3. Il est constant que Mme A C a été rayée des contrôles, par un arrêté du 23 novembre 2020, à compter du 13 décembre 2020. Il ressort des termes de cet arrêté et, notamment, de l'avis de la commission de réforme des militaires de Lyon du 18 novembre 2020 qu'il vise, que la requérante ne présentait pas " l'aptitude physique nécessaire à l'exercice effectif des fonctions afférentes aux emplois de son grade ". Si Mme A C soutient que son inaptitude physique résulte d'une blessure en lien avec le service, cela ne ressort ni des termes de l'arrêté portant radiation des contrôles du 23 novembre 2020, ni d'aucun élément produit par l'intéressée. Par ailleurs, il est constant que Mme A C a perçu, au mois de décembre 2020, la prime d'engagement supplémentaire pour les cinquième, sixième, septième et huitième années du contrat d'engagement à servir pour une durée de 10 ans à compter du 1er décembre 2016 souscrit par la requérante. Dans ces circonstances, le ministre des armées a pu à bon droit faire application des dispositions du 4° de l'article 3 du décret du 24 avril 1997 et procéder au rappel du montant proratisé de la prime d'engagement supplémentaire perçue par la requérante à hauteur de 1 348,56 euros. Par suite, Mme A C n'est pas fondée à soutenir que la créance dont elle est redevable serait mal-fondée.
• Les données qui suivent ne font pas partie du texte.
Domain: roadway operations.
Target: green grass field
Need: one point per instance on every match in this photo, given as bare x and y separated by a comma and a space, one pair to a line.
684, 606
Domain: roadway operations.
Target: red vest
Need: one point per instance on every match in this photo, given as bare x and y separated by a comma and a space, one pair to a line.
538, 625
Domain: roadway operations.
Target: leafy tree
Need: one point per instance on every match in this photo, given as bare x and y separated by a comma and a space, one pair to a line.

4. Il résulte de tout ce qui précède que la requête de Mme A C doit être rejetée en toutes ses conclusions.

D E C I D E :

Article 1er : La requête de Mme A C est rejetée

.

Article 2 : Le présent jugement sera notifié à Mme B A C et au ministre des armées et des anciens combattants.

Copie en sera adressée pour information au directeur de l'établissement national de la solde et au directeur départemental des finances publiques de la Moselle.

Délibéré après l'audience du 11 octobre 2024, à laquelle siégeaient :

Mme Vaccaro-Planchet, présidente,

Mme Feron, première conseillère,

Mme Leravat, première conseillère.

Rendu public par mise à disposition au greffe le 30 octobre 2025.

La rapporteure,

C. LERAVAT

La présidente,

V. VACCARO-PLANCHET

La greffière,

E. GROS

La République mande et ordonne au ministre des armées et des anciens combattants en ce qui le concerne ou à tous commissaires de justice à ce requis en ce qui concerne les voies de droit commun, contre les parties privées, de pourvoir à l'exécution de la présente décision.